Catechism     No. 414  |  November 2013     Start     Study: Manifest Destiny     Pilgrim's Progress     Family Ties     Giving Thanks     Donate

Family Ties

The Circle Broken

Running Our Mouths

The number one thing that damages families is us running our mouths. 99% of family turbulence would not exist if we’d just shut the hell up. The troublemakers in my family, and, I am certain, in yours, are those with sloppy impulse control. People for whom you have to brace yourself before ringing the doorbell because you know the visit is going to be painful. It never starts out that way—with the hugs and smiles at the door—but these are people who have absolutely no awareness or concern of how hurtful they can be. They run their mouth and run their mouth and run their mouth, complaining, ridiculing, disparaging people who have driven great distances to be with them. These people are—and please write this down someplace—idiots. I don’t care if she’s your aunt or he’s your brother. He’s an idiot. Moreover, most of these very same people would never invite a co-worker or even a friend over their house and then browbeat them personally. But they feel free to do this to you because you’re family. We put ourselves through these rituals—knowing full well many occasions can and will end in fussing and crying—because this is what we’ve always done. It’s what’s expected of us.

About a decade ago, I stopped traveling great distances and stressing myself out rushing around trying to make everybody happy. Holidays were an absolute nightmare for me because holidays were always about other people. I am not advocating you avoid your family gatherings, but I am advocating accountability, responsibility, and loving not only your family but yourself. Subjecting yourself to negative, hateful people is not what God wants for us, not what He asks us to do. There is an implied covenant, in I Timothy, where Paul comments, “… if anyone does not provide for his relatives, and especially for members of his household, he has denied the faith and is worse than an unbeliever.” That verse cuts both ways: they have a responsibility to provide for you as well. If not explicitly monetarily, certainly emotionally and spiritually. To be concerned for your welfare.

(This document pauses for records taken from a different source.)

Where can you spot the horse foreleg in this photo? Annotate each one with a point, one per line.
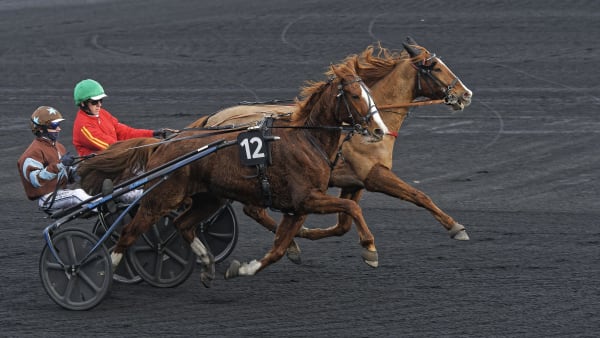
(139, 224)
(326, 204)
(261, 216)
(381, 179)
(186, 223)
(289, 226)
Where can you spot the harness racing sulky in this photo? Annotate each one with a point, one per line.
(281, 163)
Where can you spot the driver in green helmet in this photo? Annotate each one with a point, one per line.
(95, 128)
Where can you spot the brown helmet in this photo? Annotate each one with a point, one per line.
(44, 118)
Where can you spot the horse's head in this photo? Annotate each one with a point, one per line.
(435, 80)
(354, 97)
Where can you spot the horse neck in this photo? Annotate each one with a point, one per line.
(324, 112)
(396, 88)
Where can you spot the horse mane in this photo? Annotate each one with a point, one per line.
(120, 161)
(376, 62)
(312, 92)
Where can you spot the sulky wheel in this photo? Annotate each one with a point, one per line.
(124, 273)
(161, 256)
(219, 232)
(78, 284)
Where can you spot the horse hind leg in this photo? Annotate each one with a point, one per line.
(381, 179)
(261, 216)
(348, 210)
(289, 226)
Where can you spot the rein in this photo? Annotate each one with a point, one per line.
(413, 104)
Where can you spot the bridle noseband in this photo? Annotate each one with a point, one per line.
(425, 72)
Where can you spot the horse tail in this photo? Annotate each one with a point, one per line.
(119, 162)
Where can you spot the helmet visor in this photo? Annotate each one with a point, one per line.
(98, 97)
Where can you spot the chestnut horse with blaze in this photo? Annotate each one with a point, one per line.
(298, 178)
(395, 80)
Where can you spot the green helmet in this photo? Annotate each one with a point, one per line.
(88, 90)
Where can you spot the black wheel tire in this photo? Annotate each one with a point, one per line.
(219, 232)
(161, 256)
(76, 285)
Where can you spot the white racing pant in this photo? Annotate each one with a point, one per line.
(65, 198)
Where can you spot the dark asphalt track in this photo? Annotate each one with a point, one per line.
(519, 168)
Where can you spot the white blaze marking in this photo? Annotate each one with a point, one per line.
(373, 111)
(249, 269)
(116, 259)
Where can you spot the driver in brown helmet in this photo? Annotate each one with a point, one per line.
(46, 168)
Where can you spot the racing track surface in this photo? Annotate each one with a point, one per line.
(518, 168)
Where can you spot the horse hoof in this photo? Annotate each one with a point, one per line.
(458, 232)
(233, 270)
(207, 275)
(371, 258)
(293, 253)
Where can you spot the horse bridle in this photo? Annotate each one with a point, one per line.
(372, 108)
(425, 73)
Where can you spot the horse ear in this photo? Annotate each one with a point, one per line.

In his letter to the Church at Ephesus, Paul put it this way, “…do not be foolish, but understand what the Lord's will is. Do not get drunk on wine, which leads to debauchery. Instead, be filled with the Spirit. Speak to one another with psalms, hymns and spiritual songs. Sing and make music in your heart to the Lord, always giving thanks to God the Father for everything, in the name of our Lord Jesus Christ. Submit to one another out of reverence for Christ.” —Ephesians 5:17-21

Submit to one another. That means be patient, be kind. Don’t lord it over folks. It means bite your tongue if you have to, but shut that mouth. The problem is, even if you’re observing Christian decorum and applying these principles, almost no one else at your family gathering will. Church Folk, most especially, will run their mouths non-stop, usually in the most critical and harsh expressions of hateful, gossipy put-downs, at a time of year when love should dominate the atmosphere. It’s been the extremely rare family gathering I’ve attended where there wasn’t some heavyweight—some insufferable, self-absorbed, Type-A dominant voice—who was being awful to everyone. An aunt, an uncle, a grandpa, whatever. Shutting these people down is not easy. I’ve seen them get offended at being called on their hateful, awful behavior and get up and leave, their leaving now casting a pall on the entire day. Worse, if the function is at their home, I’ve seen multiple family members leaving. Oh, they don’t say they’re leaving, they’re going to the store for cigarettes or something, and we don’t see them for hours. They come back, get a plate, and say their good-byes. Many times, on many occasions, I’ve gone out and sat in my car and listened to the radio, at times with cousins or what have you joining me to escape the lunatic making everyone miserable inside. Thanksgiving in the back of a Mercury Cougar.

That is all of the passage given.